Hang in there. If you get too depressed, perhaps try to find a way to get on an anti-depressant.
It could be that if your girlfriend starts feeling better, she will think she doesn’t need you. That would be another blow. But it may not turn out that way.
I’m glad you were able to write out your pain on this website. Sometimes that writing helps remove some of the poison from your system.

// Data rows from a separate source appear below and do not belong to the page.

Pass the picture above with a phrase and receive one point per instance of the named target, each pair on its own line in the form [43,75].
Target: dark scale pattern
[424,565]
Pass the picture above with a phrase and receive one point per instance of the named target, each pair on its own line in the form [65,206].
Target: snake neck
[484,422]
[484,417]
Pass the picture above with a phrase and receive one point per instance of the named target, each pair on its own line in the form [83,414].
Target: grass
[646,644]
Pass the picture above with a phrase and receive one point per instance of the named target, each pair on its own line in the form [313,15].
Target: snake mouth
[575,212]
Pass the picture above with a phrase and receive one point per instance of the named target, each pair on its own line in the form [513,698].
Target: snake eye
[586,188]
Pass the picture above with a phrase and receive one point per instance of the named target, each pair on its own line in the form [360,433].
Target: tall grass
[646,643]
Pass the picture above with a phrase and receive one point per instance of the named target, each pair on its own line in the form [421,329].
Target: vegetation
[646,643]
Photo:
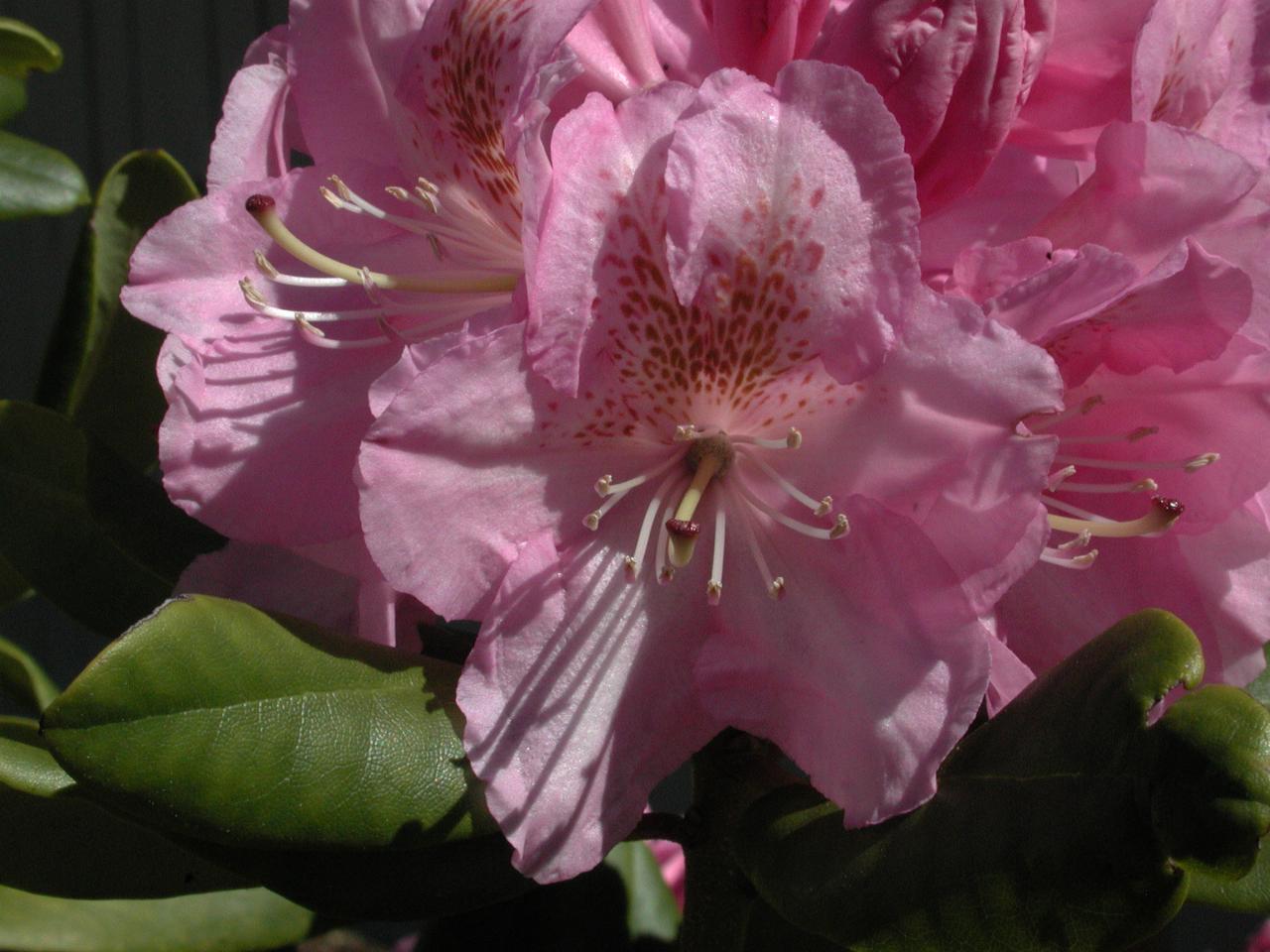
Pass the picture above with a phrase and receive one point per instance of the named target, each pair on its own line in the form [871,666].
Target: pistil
[264,211]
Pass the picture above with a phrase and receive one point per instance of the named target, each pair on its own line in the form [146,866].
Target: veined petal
[466,81]
[1176,321]
[261,438]
[862,678]
[1153,185]
[347,55]
[603,191]
[463,466]
[578,698]
[258,127]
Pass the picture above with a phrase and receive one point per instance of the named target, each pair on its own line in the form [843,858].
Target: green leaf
[651,906]
[330,769]
[243,920]
[1062,824]
[87,532]
[23,679]
[48,821]
[24,49]
[100,365]
[36,179]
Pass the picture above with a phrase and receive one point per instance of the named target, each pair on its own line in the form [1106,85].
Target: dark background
[144,73]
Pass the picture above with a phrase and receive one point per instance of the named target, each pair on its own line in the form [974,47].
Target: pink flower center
[1082,525]
[733,467]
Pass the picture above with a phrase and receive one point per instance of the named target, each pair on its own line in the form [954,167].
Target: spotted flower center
[731,466]
[1080,454]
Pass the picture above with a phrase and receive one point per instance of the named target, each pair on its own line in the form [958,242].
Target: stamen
[1133,436]
[714,588]
[820,507]
[349,200]
[1192,465]
[683,542]
[1058,477]
[1147,485]
[1044,422]
[1078,540]
[592,520]
[1080,561]
[686,433]
[258,303]
[262,208]
[645,530]
[792,440]
[776,584]
[841,527]
[1164,513]
[266,267]
[665,571]
[604,485]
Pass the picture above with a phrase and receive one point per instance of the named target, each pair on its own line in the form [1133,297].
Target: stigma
[1084,472]
[481,270]
[731,474]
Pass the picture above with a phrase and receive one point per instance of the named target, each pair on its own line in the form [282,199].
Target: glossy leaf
[100,366]
[1058,825]
[87,532]
[13,587]
[243,920]
[36,179]
[22,678]
[329,769]
[24,49]
[651,906]
[58,842]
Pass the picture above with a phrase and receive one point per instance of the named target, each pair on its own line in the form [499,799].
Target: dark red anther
[684,529]
[259,204]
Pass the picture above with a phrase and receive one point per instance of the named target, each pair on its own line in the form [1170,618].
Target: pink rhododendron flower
[1196,64]
[953,72]
[808,472]
[1166,397]
[408,225]
[670,860]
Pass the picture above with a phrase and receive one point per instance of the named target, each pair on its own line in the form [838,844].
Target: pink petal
[926,438]
[463,466]
[1201,66]
[1153,185]
[817,200]
[186,271]
[578,699]
[345,56]
[1214,407]
[1072,286]
[613,45]
[276,580]
[862,675]
[261,438]
[1175,321]
[1010,675]
[258,127]
[601,154]
[1083,82]
[468,76]
[1215,581]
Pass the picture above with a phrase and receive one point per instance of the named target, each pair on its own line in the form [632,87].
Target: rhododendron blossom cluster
[818,370]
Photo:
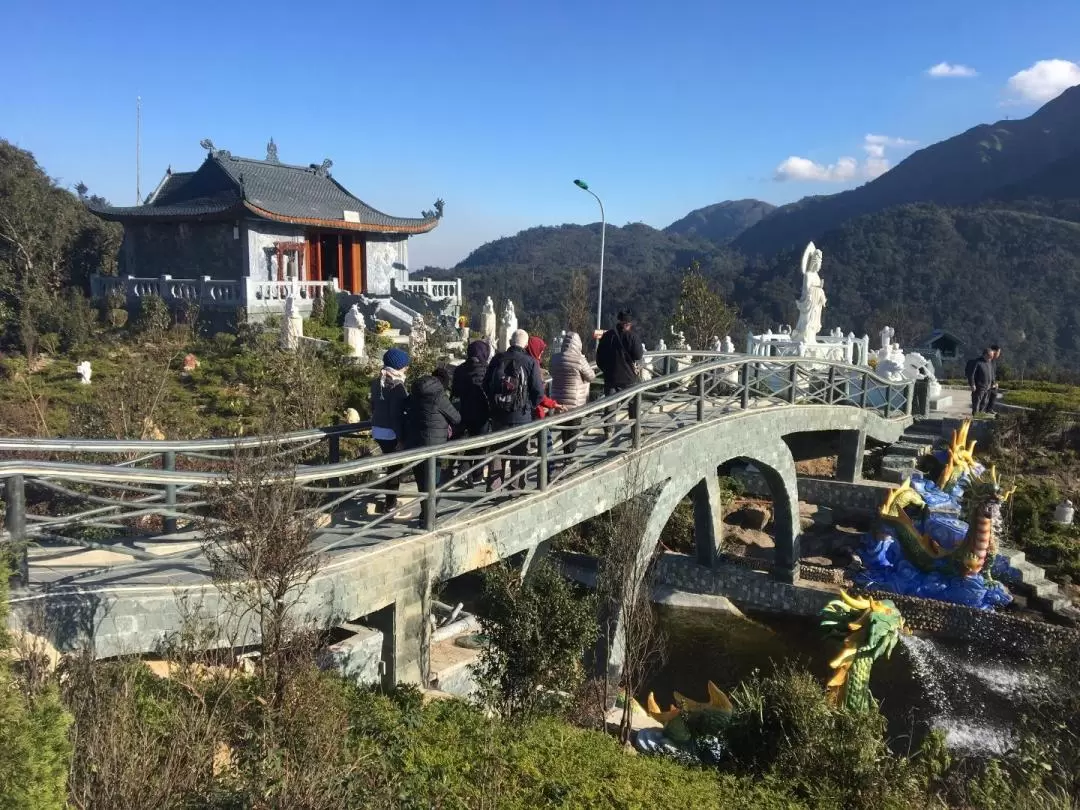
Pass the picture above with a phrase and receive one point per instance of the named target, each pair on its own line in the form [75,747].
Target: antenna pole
[138,148]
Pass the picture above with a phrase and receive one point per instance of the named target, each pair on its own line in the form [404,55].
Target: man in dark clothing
[618,356]
[514,388]
[469,391]
[991,396]
[981,379]
[431,417]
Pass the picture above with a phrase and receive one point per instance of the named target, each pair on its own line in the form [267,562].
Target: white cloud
[804,169]
[948,70]
[845,169]
[1044,80]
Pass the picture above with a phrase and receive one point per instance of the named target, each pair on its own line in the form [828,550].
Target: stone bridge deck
[125,592]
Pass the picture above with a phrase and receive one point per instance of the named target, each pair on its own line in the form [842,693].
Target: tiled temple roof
[225,187]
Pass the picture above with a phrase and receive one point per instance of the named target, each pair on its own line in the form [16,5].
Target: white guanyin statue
[812,301]
[509,325]
[488,326]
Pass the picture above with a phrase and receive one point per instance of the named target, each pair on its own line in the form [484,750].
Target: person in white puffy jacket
[570,375]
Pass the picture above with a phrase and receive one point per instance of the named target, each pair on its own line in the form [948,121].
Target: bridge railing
[106,504]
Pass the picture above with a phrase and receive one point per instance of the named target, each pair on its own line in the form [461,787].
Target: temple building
[246,232]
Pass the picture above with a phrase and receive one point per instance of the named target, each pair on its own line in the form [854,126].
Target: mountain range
[979,234]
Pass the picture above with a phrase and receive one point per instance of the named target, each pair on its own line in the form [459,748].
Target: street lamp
[599,297]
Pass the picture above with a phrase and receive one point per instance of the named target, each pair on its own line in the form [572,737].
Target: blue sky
[498,106]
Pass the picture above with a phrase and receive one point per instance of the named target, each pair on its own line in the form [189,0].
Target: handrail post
[637,420]
[431,466]
[169,462]
[334,455]
[542,475]
[14,495]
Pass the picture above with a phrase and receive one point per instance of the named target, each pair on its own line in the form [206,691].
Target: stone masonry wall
[181,250]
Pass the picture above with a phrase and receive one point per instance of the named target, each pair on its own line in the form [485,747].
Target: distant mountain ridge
[963,170]
[723,221]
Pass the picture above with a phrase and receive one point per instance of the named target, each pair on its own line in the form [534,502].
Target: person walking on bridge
[469,391]
[431,418]
[514,390]
[570,375]
[619,356]
[388,416]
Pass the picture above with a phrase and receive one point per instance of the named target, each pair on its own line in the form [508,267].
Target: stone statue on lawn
[812,301]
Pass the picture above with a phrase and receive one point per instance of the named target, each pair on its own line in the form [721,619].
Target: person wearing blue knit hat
[389,395]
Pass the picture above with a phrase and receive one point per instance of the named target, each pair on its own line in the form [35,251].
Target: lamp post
[599,297]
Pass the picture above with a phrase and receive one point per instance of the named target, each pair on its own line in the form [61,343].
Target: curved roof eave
[403,226]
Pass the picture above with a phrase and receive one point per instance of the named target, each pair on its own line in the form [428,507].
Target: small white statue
[509,325]
[417,337]
[354,328]
[886,336]
[812,302]
[292,325]
[488,326]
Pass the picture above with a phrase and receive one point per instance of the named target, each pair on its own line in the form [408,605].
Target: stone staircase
[1039,592]
[901,458]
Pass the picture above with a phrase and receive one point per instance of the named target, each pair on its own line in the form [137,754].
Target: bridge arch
[775,463]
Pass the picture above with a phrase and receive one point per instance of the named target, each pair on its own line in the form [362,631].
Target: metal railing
[118,493]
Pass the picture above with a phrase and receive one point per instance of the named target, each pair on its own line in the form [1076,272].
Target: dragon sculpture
[871,629]
[691,729]
[940,539]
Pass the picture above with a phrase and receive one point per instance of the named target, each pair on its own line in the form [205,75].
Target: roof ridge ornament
[437,213]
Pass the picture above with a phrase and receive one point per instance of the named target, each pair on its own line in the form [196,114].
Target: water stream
[972,692]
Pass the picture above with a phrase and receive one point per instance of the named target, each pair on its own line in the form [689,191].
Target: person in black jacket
[618,356]
[514,388]
[981,379]
[468,390]
[431,418]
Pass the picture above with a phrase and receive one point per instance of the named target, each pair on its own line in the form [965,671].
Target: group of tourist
[982,374]
[489,393]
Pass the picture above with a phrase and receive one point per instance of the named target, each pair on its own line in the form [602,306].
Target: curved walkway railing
[99,504]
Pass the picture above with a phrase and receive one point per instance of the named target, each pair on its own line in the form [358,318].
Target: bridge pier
[849,461]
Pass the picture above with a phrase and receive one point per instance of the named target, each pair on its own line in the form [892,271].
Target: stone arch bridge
[111,527]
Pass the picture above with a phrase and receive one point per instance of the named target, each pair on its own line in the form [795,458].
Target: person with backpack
[619,356]
[388,416]
[431,418]
[570,375]
[468,389]
[514,390]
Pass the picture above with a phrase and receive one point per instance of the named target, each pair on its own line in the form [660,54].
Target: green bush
[34,744]
[784,726]
[539,631]
[153,315]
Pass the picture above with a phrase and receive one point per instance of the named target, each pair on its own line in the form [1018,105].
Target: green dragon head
[871,629]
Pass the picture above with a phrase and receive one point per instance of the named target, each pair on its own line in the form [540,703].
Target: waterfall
[973,698]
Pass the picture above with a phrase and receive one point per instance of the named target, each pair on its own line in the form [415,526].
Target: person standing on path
[468,389]
[388,416]
[570,375]
[619,356]
[514,389]
[431,417]
[981,378]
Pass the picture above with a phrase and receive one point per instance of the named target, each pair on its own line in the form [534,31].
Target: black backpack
[510,386]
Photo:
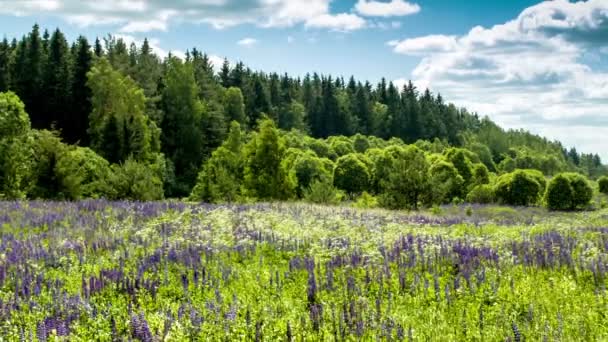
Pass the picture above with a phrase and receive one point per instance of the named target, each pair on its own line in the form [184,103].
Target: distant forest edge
[107,120]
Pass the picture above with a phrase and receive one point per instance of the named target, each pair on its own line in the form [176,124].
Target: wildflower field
[170,271]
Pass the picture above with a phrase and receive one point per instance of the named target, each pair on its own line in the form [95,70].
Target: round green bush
[351,174]
[521,187]
[482,194]
[603,183]
[559,193]
[568,191]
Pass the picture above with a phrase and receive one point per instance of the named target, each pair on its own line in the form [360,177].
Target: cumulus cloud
[425,45]
[154,43]
[338,22]
[393,8]
[151,15]
[247,42]
[528,72]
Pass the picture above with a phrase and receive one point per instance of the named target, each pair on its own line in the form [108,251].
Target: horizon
[559,84]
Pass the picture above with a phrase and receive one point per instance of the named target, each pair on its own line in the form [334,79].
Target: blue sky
[542,66]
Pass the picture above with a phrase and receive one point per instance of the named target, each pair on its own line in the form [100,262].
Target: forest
[148,198]
[105,119]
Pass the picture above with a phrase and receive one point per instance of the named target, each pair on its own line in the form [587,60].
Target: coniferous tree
[80,93]
[5,59]
[182,138]
[57,85]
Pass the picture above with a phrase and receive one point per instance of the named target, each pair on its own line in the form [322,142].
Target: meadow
[172,271]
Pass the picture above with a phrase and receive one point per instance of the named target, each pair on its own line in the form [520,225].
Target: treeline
[126,107]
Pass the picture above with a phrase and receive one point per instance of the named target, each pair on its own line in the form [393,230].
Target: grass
[174,271]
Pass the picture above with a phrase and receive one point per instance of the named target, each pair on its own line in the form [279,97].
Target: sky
[541,66]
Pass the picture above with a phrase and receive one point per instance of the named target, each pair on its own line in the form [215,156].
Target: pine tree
[5,59]
[225,74]
[182,137]
[57,85]
[81,94]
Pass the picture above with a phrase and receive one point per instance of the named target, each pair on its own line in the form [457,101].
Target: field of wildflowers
[108,271]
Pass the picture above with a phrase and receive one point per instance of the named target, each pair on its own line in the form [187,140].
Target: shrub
[407,182]
[481,175]
[83,174]
[446,182]
[307,169]
[568,191]
[482,194]
[360,143]
[520,187]
[322,192]
[342,147]
[135,181]
[603,184]
[351,174]
[366,201]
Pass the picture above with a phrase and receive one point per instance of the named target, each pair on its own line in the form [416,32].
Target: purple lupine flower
[516,333]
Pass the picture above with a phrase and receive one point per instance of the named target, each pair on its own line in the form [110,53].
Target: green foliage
[323,192]
[462,160]
[82,173]
[521,187]
[14,121]
[308,169]
[482,194]
[366,200]
[119,128]
[16,153]
[47,148]
[445,183]
[568,191]
[17,177]
[135,181]
[341,146]
[407,179]
[603,185]
[361,143]
[221,176]
[265,178]
[351,174]
[182,136]
[481,175]
[234,106]
[293,116]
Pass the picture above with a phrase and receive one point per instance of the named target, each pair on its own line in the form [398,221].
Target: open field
[171,271]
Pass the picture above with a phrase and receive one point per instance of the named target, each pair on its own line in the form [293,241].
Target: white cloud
[424,45]
[247,42]
[528,72]
[154,45]
[153,15]
[337,22]
[386,9]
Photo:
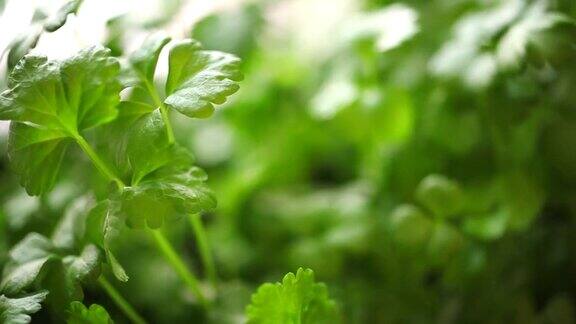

As I said at the beginning, you are a very strong person to have survived what you have survived. It’s not fair that you have to go through what you are enduring now. Love means even more to you because you didn’t receive it as a child. I hope you find the strength to keep going, and wish for you a better life in the future.
Vedura
i realize this is a weirdly specific thing to have in common with someone, and i can empathize with you and your plight on a level that most probobally cant. i would also like to offer my sympathy for you and your girl, i hate to hear about people having relationship difficulties, but i can also tell this isn’t the whole story. i sincerly hope that things get better for you, and please know that i am rooting for you. I doubt this will be the last time you see her,you are still very young and although love is a fleeting thing, i’m sure this chic realizes your worth, at least partially, and therefor she realizes that having you around is a benefit to her. it would be remiss of me not to say that i think if you care for for her as it seems you do, your ultimate hope should be for her betterment, and any available help that is offered is far better than none, as i’m sure you are acutely aware of, and in fact may be the reason you are feeling so much anxiety over this split. i think maybe you’re afraid that she’s gonna get better and will have no use for you, please be assured in my reasoning and know that your capacity to love will not be diminished by this experience, but greatly increased whether with this one or the next, but hopefully with this one
One more thing . . . . I’m hoping that your girlfriend will get the help she needs to live a better life. If she does, perhaps both of you might have a chance for a brighter future, together or apart.